Spekulationen über Gründe
Rusal legt Mega-Börsengang auf Eis

Der russische Aluminiumhersteller United Company Rusal (UCR) hat Medienberichten zufolge seinen für dieses Jahr geplanten neun Milliarden Dollar schweren Börsengang in London wegen der internationalen Finanzkrise verschoben. Das Geschäft wäre der weltweit größte Börsengang des Jahres gewesen.

MOSKAU. UCR-Haupteigentümer Oleg Deripaska erklärte am Rande einer russisch-chinesischen Wirtschaftskonferenz in Sotschi, es werde in diesem Jahr kein IPO geben. Der Börsengang sei auf „unbestimmte Zeit verschoben", sagte Deripaska nach Angaben von Bloomberg. Grund sei die Situation an den internationalen Finanzmärkten.

Noch im Mai hatte Wiktor Wekselberg, einer der Miteigentümer des Alu-Konzerns, November 2007 als möglichen Termin für den Gang auf das Parkett ins Spiel gebracht. Gulschan Moldaschanowa, Vorstandschefin der Rusal-Mutterholding Basowy Element (BE), hatte im Gespräch mit dem Handelsblatt erklärt, dass der Aufsichtsrat im September über die Pläne entscheide. Der Konzern hat dem Vernehmen nach Morgan Stanley, JP Morgan Chase und die Deutsche Bank als Partner engagiert.

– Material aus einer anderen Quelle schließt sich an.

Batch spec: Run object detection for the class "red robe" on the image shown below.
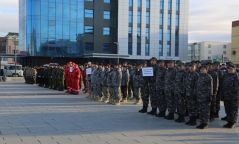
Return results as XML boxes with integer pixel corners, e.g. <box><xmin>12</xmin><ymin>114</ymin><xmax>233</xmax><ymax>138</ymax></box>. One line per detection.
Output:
<box><xmin>71</xmin><ymin>64</ymin><xmax>81</xmax><ymax>94</ymax></box>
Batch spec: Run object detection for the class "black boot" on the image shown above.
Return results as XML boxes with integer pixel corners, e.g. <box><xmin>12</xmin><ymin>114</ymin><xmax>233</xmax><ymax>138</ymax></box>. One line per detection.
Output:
<box><xmin>196</xmin><ymin>123</ymin><xmax>208</xmax><ymax>129</ymax></box>
<box><xmin>157</xmin><ymin>111</ymin><xmax>166</xmax><ymax>117</ymax></box>
<box><xmin>175</xmin><ymin>115</ymin><xmax>185</xmax><ymax>123</ymax></box>
<box><xmin>165</xmin><ymin>113</ymin><xmax>174</xmax><ymax>120</ymax></box>
<box><xmin>148</xmin><ymin>108</ymin><xmax>157</xmax><ymax>115</ymax></box>
<box><xmin>223</xmin><ymin>122</ymin><xmax>236</xmax><ymax>129</ymax></box>
<box><xmin>186</xmin><ymin>116</ymin><xmax>197</xmax><ymax>126</ymax></box>
<box><xmin>221</xmin><ymin>116</ymin><xmax>227</xmax><ymax>121</ymax></box>
<box><xmin>139</xmin><ymin>106</ymin><xmax>148</xmax><ymax>113</ymax></box>
<box><xmin>214</xmin><ymin>112</ymin><xmax>219</xmax><ymax>118</ymax></box>
<box><xmin>210</xmin><ymin>114</ymin><xmax>215</xmax><ymax>122</ymax></box>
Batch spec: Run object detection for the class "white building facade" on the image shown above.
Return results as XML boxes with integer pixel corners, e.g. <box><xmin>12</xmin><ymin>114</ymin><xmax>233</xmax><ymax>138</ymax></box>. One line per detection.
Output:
<box><xmin>118</xmin><ymin>0</ymin><xmax>189</xmax><ymax>60</ymax></box>
<box><xmin>188</xmin><ymin>41</ymin><xmax>231</xmax><ymax>62</ymax></box>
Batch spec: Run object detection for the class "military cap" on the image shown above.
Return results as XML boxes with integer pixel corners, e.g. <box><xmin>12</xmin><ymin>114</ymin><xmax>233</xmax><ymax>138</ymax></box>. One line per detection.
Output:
<box><xmin>150</xmin><ymin>57</ymin><xmax>157</xmax><ymax>61</ymax></box>
<box><xmin>200</xmin><ymin>63</ymin><xmax>209</xmax><ymax>69</ymax></box>
<box><xmin>213</xmin><ymin>61</ymin><xmax>220</xmax><ymax>65</ymax></box>
<box><xmin>227</xmin><ymin>63</ymin><xmax>236</xmax><ymax>68</ymax></box>
<box><xmin>188</xmin><ymin>62</ymin><xmax>195</xmax><ymax>67</ymax></box>
<box><xmin>177</xmin><ymin>61</ymin><xmax>185</xmax><ymax>66</ymax></box>
<box><xmin>167</xmin><ymin>60</ymin><xmax>174</xmax><ymax>63</ymax></box>
<box><xmin>158</xmin><ymin>60</ymin><xmax>165</xmax><ymax>63</ymax></box>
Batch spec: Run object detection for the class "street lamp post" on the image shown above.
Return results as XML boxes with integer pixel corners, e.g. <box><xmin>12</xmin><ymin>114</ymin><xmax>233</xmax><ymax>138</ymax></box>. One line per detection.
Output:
<box><xmin>114</xmin><ymin>42</ymin><xmax>119</xmax><ymax>64</ymax></box>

UCR war erst in diesem Jahr aus dem Zusammenschluss des größten russischen Aluminiumhersteller Rusal mit dem kleineren Rivalen Sual und dem schweizerischen Metallhändler Glencore entstanden und wird mehrheitlich vom Oligarchen Oleg Deripaska über seine Holding BE kontrolliert. UCR zählt zu den Marktführern der Branche weltweit, die derzeit in einer Phase der Konsolidierung steckt. Eine UCR-Sprecherin wollte eine Änderung der Börsenpläne nicht näher kommentieren: Die Eigentümer hätten beschlossen, innerhalb von drei Jahren nach der Gründung von UCR ein IPO durchzuführen, „dieser Plan besteht, es gibt keine neue Situation", so die Sprecherin.

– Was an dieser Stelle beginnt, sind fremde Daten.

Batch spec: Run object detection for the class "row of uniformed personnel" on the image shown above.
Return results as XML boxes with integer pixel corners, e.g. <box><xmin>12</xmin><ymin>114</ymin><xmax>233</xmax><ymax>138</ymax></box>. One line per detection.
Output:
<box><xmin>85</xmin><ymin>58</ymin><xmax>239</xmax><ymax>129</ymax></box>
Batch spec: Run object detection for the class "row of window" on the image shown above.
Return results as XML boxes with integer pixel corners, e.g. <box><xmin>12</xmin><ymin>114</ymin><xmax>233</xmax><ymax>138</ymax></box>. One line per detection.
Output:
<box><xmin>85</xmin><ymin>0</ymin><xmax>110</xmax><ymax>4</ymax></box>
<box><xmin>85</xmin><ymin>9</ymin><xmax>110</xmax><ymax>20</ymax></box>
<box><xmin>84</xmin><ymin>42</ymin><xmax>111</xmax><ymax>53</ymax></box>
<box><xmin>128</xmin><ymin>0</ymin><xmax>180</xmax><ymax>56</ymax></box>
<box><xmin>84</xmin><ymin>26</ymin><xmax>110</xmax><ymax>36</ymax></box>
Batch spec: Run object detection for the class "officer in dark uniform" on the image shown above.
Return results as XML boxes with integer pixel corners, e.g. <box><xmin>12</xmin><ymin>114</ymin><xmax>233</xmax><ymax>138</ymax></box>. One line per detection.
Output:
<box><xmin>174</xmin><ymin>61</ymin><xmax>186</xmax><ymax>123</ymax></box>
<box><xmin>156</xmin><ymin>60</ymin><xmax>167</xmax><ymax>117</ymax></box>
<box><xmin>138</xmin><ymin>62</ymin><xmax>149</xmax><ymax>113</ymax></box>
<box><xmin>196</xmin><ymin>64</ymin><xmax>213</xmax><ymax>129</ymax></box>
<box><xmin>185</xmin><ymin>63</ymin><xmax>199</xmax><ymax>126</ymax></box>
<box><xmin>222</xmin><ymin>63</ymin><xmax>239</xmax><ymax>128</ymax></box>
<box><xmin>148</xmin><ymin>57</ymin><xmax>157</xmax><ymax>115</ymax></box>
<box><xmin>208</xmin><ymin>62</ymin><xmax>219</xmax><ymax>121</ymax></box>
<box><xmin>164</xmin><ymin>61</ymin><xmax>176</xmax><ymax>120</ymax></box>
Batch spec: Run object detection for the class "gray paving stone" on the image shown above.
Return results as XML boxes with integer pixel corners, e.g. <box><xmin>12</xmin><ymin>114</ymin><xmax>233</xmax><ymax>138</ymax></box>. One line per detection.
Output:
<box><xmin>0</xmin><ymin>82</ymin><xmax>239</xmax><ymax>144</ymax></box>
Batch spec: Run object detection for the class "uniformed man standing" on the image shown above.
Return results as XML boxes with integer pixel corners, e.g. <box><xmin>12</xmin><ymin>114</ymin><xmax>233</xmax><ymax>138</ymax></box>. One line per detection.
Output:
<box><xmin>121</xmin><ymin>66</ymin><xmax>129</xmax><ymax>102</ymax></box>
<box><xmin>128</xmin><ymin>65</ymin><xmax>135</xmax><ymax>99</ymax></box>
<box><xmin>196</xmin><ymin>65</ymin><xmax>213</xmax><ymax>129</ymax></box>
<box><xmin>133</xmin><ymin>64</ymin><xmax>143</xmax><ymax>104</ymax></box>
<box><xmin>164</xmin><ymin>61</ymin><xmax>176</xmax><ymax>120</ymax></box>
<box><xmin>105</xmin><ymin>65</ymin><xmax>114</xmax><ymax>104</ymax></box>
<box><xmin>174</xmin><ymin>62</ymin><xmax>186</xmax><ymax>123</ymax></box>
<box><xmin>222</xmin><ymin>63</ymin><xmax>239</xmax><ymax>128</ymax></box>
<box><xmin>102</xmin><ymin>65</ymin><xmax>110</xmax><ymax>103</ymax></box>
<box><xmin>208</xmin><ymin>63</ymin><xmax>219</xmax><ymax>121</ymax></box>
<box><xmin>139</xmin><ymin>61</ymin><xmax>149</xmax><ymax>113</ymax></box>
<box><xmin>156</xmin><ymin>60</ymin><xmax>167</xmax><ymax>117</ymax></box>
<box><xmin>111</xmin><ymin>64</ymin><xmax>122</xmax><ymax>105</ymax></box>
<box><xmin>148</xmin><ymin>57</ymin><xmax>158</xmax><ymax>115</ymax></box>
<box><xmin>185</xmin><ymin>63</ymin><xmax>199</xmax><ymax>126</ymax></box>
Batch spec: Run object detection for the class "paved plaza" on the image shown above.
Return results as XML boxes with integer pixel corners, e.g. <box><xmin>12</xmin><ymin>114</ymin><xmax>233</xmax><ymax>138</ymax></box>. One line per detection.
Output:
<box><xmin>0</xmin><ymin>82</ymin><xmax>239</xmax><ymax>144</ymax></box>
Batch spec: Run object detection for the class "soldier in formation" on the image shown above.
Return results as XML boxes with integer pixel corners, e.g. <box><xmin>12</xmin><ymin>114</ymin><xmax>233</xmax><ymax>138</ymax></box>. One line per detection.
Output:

Beobachter sehen ein ganzes Bündel möglicher Gründe für Zurückhaltung bei Rusal. Ob tatsächlich vor allem die Markt-Turbulenzen im Zuge der Subprime-Krise hinter der Verschiebung der Börsenpläne stehen, ist keinesfalls klar: Noch im April hatte Rusal-CEO Alexander Bulygin im Gespräch mit dem Handelsblatt die Erwartung geäußert, die Aluminumpreise könnte im nächsten Jahr auf 4 000 Dollar pro Tonne klettern – von damals rund 3 000 Dollar. Gestern stand der Preis für das Metall in London jedoch „nur" bei rund 2 400 Dollar.

Ein Analyst wagt die Vermutung: „Es ist nicht der Markt, es ist etwas anderes". Schon bei den Verhandlungen über die Fusion waren die Börsenpläne ein heißes Eisen. Sual hatte von sich aus bereits Vorbereitungen für ein IPO getroffen, Rusal und damit auch Eigentümer Deripaska einen solchen Schritt aber ausgeschlossen. Die schließlich getroffene Vereinbarung, sollte vor allem den Minderheitsaktionären als ein goldenes Tor für den Ausstieg dienen. Deripaska sehe nach wie vor keinen Sinn im Gang aufs Parkett, heißt es in Bankenkreisen. Die Konzern-Manager seien zwar immer wieder zu Gesprächen in London gewesen, um den Zeitplan für November einzuhalten, hätte aber längst die Road-Show beginnen müssen.